Universality classes in two-component driven diffusive systems

TL;DR

This paper identifies new universality classes in driven diffusive systems with two conserved densities, revealing distinct dynamical exponents and scaling behaviors not previously reported, through extensive Monte Carlo simulations and theoretical analysis.

Contribution

It provides the first numerical evidence for novel universality classes with specific dynamical exponents in two-component driven diffusive systems, supported by mode coupling theory.

Findings

Discovery of universality classes with exponents z=(1+√5)/2 and z=3/2.

Numerical convergence towards asymmetric Lévy scaling functions for superdiffusive modes.
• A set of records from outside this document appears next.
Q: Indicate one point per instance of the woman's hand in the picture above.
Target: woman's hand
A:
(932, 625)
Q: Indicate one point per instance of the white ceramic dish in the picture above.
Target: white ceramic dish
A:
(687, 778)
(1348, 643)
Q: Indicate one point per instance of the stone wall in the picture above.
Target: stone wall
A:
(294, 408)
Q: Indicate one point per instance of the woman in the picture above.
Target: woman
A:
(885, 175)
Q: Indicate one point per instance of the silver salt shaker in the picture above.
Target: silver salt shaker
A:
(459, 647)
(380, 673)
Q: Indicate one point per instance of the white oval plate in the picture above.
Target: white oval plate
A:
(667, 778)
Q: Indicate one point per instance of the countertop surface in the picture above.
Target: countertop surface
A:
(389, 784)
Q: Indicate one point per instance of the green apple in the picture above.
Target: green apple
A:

Universality classes are determined by the current-density relation and compressibility matrix.

Abstract

We study time-dependent density fluctuations in the stationary state of driven diffusive systems with two conserved densities $\rho_\lambda$. Using Monte-Carlo simulations of two coupled single-lane asymmetric simple exclusion processes we present numerical evidence for universality classes with dynamical exponents $z=(1+\sqrt{5})/2$ and $z=3/2$ (but different from the Kardar-Parisi-Zhang (KPZ) universality class), which have not been reported yet for driven diffusive systems. The numerical asymmetry of the dynamical structure functions converges slowly for some of the non-KPZ superdiffusive modes for which mode coupling theory predicts maximally asymmetric $z$-stable L\'evy scaling functions. We show that all universality classes predicted by mode coupling theory for two conservation laws are generic: They occur in two-component systems with nonlinearities in the associated currents already of the minimal order $\rho_\lambda^2\rho_\mu$. The macroscopic stationary current-density relation and the compressibility matrix determine completely all permissible universality classes through the mode coupling coefficients which we compute explicitly for general two-component systems.